Le printemps à ça de bien, qu’il nous sort de la morosité, et la déprime de l’hiver trop long qui nous afflige toujours pendant des mois. Ces premières journées chaudes d’avril nous donnent l’énergie nécessaire pour affronter les quelques journées froides qui persisteront mettent la table pour l’été à venir. Les premières journées d’automne, elles, ont un effet semblable. Elles nous permettent de vivre encore un peu en mode estival, et nous font oublier, le temps d’un week-end ou deux, que les journées raccourcissent lentement, et que la prochaine étape est l’hiver. Elles ont en commun l’espoir. L’une l’espoir du beau temps qui s’en vient, de l’énergie, la beauté, l’éclosion, le renouveau. L’autre, l’espoir d’une continuité, d’un rallongement, d’un été qui pourrait perdurer et ne pas disparaitre, l’espoir de repousser la fin d’un instant, d’un bonheur, l’espoir que les bonnes choses n’aient pas de fin.

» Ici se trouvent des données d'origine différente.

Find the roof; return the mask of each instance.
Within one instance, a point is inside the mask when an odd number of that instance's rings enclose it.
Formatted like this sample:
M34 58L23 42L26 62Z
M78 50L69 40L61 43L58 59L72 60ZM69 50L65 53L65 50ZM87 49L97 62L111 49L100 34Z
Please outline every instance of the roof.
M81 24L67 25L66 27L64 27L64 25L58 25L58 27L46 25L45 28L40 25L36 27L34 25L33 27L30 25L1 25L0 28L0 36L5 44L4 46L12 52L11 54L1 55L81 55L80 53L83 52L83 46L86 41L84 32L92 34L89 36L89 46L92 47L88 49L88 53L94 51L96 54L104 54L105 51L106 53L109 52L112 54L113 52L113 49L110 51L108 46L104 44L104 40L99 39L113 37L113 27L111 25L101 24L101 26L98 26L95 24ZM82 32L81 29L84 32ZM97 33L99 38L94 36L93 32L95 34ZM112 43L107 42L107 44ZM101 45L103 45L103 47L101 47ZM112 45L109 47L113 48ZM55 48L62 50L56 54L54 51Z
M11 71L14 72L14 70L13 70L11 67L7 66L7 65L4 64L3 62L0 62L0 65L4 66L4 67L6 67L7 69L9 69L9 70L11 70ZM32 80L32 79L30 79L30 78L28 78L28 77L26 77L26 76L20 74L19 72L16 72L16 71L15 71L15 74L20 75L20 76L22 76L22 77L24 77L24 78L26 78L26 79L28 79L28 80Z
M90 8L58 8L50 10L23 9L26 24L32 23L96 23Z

Et juste comme ça, je profitais des premières journées d’automne. L’espoir d’un été plus long était bien présent, ayant eu une saison estivale ordinaire. Avec un mercure qui affichait 24 degrés Celsius, j’ai enfourché mon vélo pour peut-être une de mes dernières sorties de l’année. Le fond de l’air froid aura tôt fait de me geler les mains et les joues, et je ne suis pas équipé pour le vélo hivertomnale, vous savez, Novembre. Enfin, c’était une journée parfaite. Pas de nuage, pas trop de vent, la température parfaite pour donner un bon effort, sans être écrasé par la chaleur. J’ai commencé doucement en parcourant ma rue. Saluant les parents qui commençaient à nettoyer le terrain, évitant les flaques d’eau de ceux qui déjà vidaient leurs piscines. Ça sent l’eau de mer ici, d’après moi, ce n’était pas leur meilleur été d’entretien. En passant à côté de l’école, j’ai observé la cour un instant, elle était pleine, des jeunes à vélo, des gens de tout âge qui jouaient au soccer, d’autre au basket, et des tout petits qui montraient à leur parent leur progression sur deux roues. Tous ceux qui n’étaient pas aux pommes étaient probablement là. L’espoir était omniprésent, accompagné par l’énergie et la bonne humeur. Surprenant ce qu’une journée d’automne ensoleillé peu faire.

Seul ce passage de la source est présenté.